L’Ecriture doit nous faire percevoir, au-delà des apparences trompeuses, quels sont nos besoins réels, et nous libérer de l’habitude de tout évaluer à l’aune des images séduisantes, des clichés, des promesses et des priorités d’une culture de masse. C’est à la seule lumière de la vérité de Dieu que nous pouvons nous comprendre et découvrir comment Dieu a pourvu à nos besoins. Il importe donc de prêcher et d’enseigner la Parole de Dieu dans l’Eglise. Les sermons ont à présenter et à expliquer les enseignements bibliques et non à exposer les opinions du prédicateur ou les idées du moment. Nous ne devons rien accepter d’autre que ce que Dieu a donné.
L’oeuvre du Saint-Esprit dans une expérience personnelle ne saurait être dissociée de l’Ecriture. L’Esprit ne s’exprime pas d’une manière qui s’écarte de l’Ecriture. Sans l’Ecriture, nous n’aurions jamais connu la grâce de Dieu en Christ. Le critère de la vérité, c’est la parole biblique et non l’expérience spirituelle. […]

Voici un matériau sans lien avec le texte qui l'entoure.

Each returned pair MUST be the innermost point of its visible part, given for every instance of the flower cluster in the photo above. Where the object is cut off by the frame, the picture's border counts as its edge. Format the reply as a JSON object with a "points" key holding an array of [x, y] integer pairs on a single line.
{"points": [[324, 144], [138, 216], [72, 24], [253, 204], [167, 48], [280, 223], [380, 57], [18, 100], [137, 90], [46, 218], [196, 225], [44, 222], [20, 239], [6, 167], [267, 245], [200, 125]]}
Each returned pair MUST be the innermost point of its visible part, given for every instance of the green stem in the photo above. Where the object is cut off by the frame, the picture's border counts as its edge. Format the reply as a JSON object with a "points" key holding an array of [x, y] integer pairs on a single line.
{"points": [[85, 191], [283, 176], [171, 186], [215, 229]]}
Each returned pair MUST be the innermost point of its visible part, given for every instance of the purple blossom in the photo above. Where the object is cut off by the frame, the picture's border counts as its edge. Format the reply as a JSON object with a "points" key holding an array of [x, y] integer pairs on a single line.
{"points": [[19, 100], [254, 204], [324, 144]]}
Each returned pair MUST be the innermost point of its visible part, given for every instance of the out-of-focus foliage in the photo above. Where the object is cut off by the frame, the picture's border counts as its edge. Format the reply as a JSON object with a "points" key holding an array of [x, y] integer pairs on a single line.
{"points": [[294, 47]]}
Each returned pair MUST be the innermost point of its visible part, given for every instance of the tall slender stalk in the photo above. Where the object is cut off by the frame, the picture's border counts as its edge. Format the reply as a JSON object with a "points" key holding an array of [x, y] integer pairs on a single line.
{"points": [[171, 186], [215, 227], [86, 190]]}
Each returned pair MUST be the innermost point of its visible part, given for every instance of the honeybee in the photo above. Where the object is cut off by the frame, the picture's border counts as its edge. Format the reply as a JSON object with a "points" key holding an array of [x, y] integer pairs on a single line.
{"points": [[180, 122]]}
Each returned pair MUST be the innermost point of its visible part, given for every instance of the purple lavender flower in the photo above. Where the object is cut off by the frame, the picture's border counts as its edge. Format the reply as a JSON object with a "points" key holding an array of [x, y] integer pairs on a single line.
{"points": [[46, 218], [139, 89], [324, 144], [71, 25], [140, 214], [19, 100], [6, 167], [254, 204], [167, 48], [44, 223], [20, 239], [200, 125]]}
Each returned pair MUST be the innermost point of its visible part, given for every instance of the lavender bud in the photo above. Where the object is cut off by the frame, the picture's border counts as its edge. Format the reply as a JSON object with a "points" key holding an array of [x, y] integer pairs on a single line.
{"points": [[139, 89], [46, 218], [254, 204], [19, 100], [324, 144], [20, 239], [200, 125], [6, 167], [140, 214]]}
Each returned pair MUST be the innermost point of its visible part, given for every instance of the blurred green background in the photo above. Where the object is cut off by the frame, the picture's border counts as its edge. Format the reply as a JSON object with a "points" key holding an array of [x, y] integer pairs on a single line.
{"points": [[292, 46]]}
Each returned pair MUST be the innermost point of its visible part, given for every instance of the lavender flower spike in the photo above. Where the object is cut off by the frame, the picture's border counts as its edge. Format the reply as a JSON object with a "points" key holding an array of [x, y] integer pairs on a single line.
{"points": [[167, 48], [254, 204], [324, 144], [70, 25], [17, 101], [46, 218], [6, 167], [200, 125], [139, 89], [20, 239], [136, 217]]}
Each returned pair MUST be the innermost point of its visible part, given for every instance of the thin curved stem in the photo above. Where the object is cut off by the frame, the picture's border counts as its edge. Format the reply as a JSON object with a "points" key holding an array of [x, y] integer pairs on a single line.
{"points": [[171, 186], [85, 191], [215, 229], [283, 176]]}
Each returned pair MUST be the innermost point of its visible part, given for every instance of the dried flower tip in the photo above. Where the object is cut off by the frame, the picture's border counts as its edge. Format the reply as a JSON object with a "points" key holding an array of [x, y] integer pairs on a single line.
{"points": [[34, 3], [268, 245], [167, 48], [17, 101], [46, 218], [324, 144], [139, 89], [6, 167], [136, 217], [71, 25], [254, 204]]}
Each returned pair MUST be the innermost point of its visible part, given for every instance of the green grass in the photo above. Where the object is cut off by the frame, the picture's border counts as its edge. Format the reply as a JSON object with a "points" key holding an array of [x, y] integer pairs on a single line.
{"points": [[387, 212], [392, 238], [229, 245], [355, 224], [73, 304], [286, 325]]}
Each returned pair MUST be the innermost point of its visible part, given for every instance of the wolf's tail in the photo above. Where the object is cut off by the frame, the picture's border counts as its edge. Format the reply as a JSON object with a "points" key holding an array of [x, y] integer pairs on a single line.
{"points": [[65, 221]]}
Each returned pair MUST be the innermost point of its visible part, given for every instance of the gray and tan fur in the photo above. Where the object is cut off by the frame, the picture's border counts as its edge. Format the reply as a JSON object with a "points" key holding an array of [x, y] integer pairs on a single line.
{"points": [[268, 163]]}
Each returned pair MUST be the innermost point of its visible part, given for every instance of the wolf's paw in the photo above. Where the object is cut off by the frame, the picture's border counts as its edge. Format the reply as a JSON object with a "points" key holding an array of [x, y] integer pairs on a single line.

Nous nions […] que l’Esprit Saint parle de manière indépendante de l’Ecriture ou s’oppose à elle, (et) que l’expérience spirituelle d’une personne puisse servir de véhicule à la révélation. »
F.H.
NOTES
1. Fondements doctrinaux et principes sociaux de l’Eglise Évangélique Méthodiste, p.49. Nous rappelons que cet article a paru dans la revue PROMESSES 1998/4. SERVIR remercie l’auteur et les éditeurs de PROMESSES de l’avoir autorisé à reproduire cet article.
2. The Great Evangelical Disaster, Crossway Book. 1984, p. 51 s.
3. Ernest Pickering, The tragedy of Compromise, p. 101.
4. Par exemple L’ultime assaut de Rick Joyner, membre des « Prophètes de Kansas City » aux Etats-Unis.
5. James M. Boice, Le Dieu qui libère (Ed. Emmaüs, 1987), p.7.
6. Fondements doctrinaux et principes sociaux de l’Eglise Evangélique Méthodiste, p.51. Servir en l’attendant. Article tiré du N°2 Mars-avril 1999. Dossier « La souffrance ».
7. Paul-André Eicher, dans Bible-Info, mai 1998.